Now take a look at the small letters at the bottom right-hand side: ‘Atomic Energy Authority, Windscale.’
And beyond the shimmer of the rain above the trees, through there! Doesn’t that look mighty like a cooling tower?
All right. Use names. Use anything. Don’t hesitate and falter and apologize for living. You’re drenched and they
’ll think you’re some crazy crank. But you know at least two people on the site and once you had their respect as an engineer.
Where the hell is the main entrance of this place?
But you have one slice of luck.
Though the security guard on the gate looks at you blankly and offers to call the police, you persuade him a little and you learn that Chris Sanger is Duty Physicist on Reactor One.
You snatch the phone from the guard and you talk as you never talked before. You don’t sound as panicky as you feel. You don’t begin by saying that one more Pulse from that evil hunk of devilry could make Sanger’s reactor look less than a candle flame.
You say: “Did you hear on the radio about Tesh Philbar’s death?” You’ve started with something he knows already and he’s willing to listen to your next sentence, despite the fact that the guard has already pressed the panic button to have you thrown out.
Sanger says: “Did you phone someone here from Moorbridge, with some questions about Brighton?”
You say: “This directly concerns you, Sanger.”
“You can’t possibly come up here. You should know that.”
“I also know what Philbar knew when he died. It may not be in your regulations, Sanger, but Philbar had all the Ministry backing there is and
“I do happen to know that, but it still doesn’t entitle you to shoot your way in here.”
“Then phone the Minister.”
“He won’t know you from Adam, and you know it. I don’t have any fancy private lines for that purpose and if I had I wouldn’t get people out of bed unless my ratemeters started going off the dial. So why don’t you go home before I instruct the police to have you physically removed?”

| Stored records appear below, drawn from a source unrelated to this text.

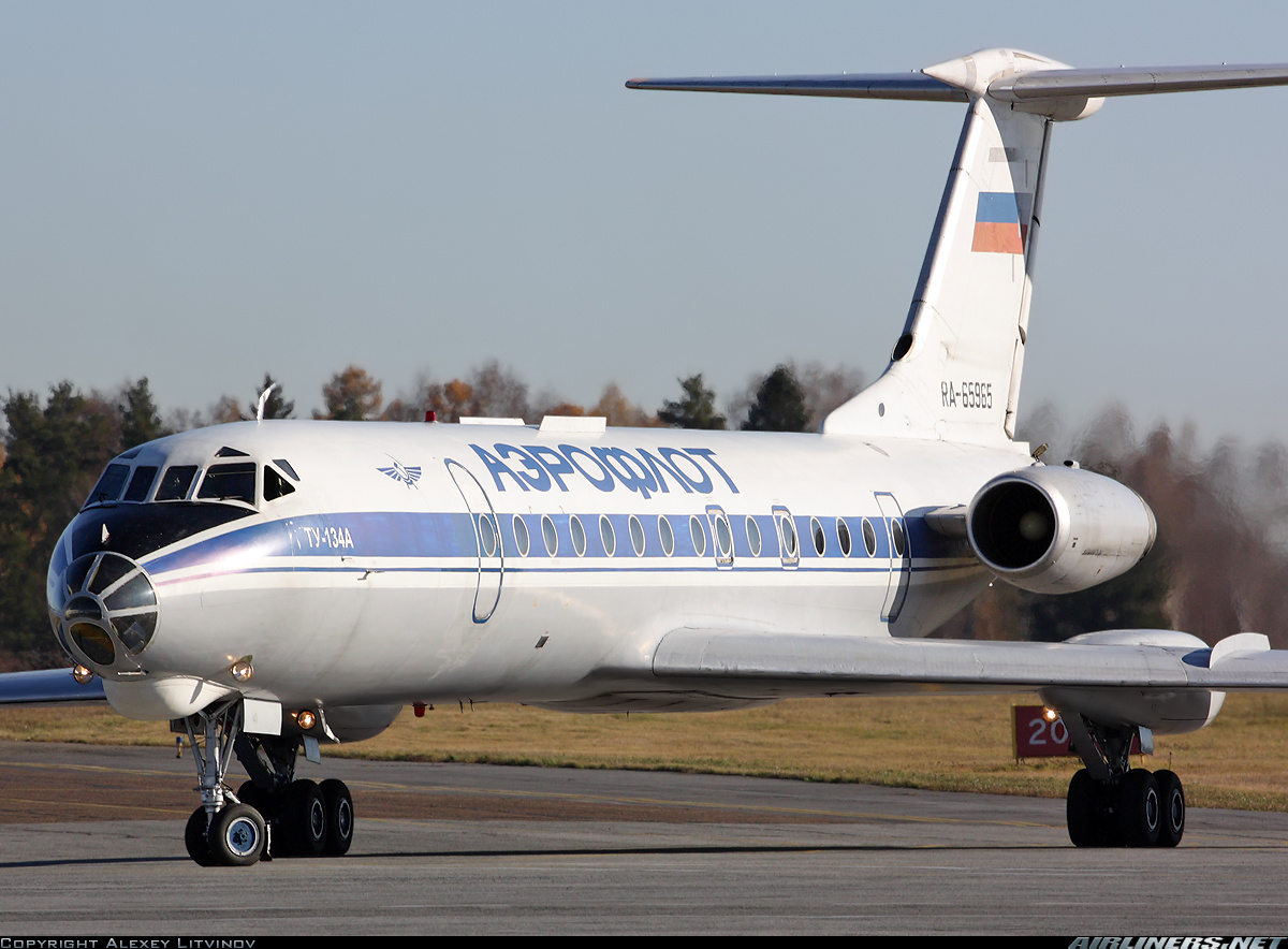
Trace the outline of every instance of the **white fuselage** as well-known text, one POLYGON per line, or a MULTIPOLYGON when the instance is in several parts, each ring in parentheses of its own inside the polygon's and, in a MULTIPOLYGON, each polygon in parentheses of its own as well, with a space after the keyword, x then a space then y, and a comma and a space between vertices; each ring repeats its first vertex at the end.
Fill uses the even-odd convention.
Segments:
MULTIPOLYGON (((175 435, 125 464, 197 465, 180 503, 245 514, 129 552, 156 587, 157 628, 122 655, 124 679, 99 670, 109 698, 183 676, 286 706, 591 709, 614 707, 613 671, 638 691, 672 630, 930 632, 988 577, 922 515, 1028 458, 814 434, 287 421, 175 435), (211 466, 247 461, 254 505, 198 498, 211 466), (264 500, 274 461, 299 480, 264 500), (242 657, 254 679, 237 685, 242 657)), ((112 547, 106 515, 166 503, 86 507, 63 542, 79 531, 89 546, 67 559, 103 533, 112 547)))

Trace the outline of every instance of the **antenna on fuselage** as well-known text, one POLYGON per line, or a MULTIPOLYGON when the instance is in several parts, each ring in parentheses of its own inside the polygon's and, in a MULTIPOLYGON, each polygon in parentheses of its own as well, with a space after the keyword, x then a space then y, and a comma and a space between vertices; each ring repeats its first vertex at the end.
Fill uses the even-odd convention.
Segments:
POLYGON ((268 394, 277 388, 277 382, 273 382, 268 389, 259 394, 259 402, 255 403, 255 421, 264 421, 264 406, 268 404, 268 394))

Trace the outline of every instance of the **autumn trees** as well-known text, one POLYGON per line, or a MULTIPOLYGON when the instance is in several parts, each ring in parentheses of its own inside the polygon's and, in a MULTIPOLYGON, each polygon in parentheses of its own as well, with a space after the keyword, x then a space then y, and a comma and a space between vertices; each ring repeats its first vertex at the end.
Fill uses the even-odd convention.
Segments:
MULTIPOLYGON (((862 376, 845 367, 784 363, 750 380, 724 406, 701 373, 676 384, 675 397, 656 412, 614 384, 594 404, 578 404, 533 394, 513 370, 492 361, 459 377, 421 377, 410 393, 385 403, 381 382, 348 366, 327 381, 325 409, 313 415, 413 422, 426 412, 440 421, 594 415, 626 426, 813 431, 858 391, 862 376)), ((269 386, 264 418, 295 415, 296 402, 269 373, 250 399, 224 397, 197 412, 162 412, 147 377, 113 394, 86 394, 72 382, 46 394, 8 393, 0 439, 0 668, 59 661, 45 615, 45 568, 59 532, 107 461, 170 431, 254 418, 269 386)), ((1218 442, 1203 451, 1193 431, 1166 426, 1137 439, 1122 411, 1095 420, 1081 438, 1065 437, 1050 408, 1025 417, 1021 439, 1051 442, 1048 461, 1077 458, 1137 491, 1154 510, 1159 541, 1135 569, 1081 594, 1036 596, 994 583, 936 635, 1061 640, 1088 630, 1163 627, 1212 643, 1257 630, 1288 646, 1288 448, 1245 451, 1218 442)))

I lowered my voice instead of raising it. “You tell me you didn’t get a freak surge yesterday and I’ll go off home like a lamb.”
Harshly: “Tesh couldn’t have known that.”
“I’m telling you I do.”
“How?”
“If I thought I could explain that over the phone I wouldn’t have got drenched to the skin getting here and trying to get through to someone who seems to want to stick his head in the sand.”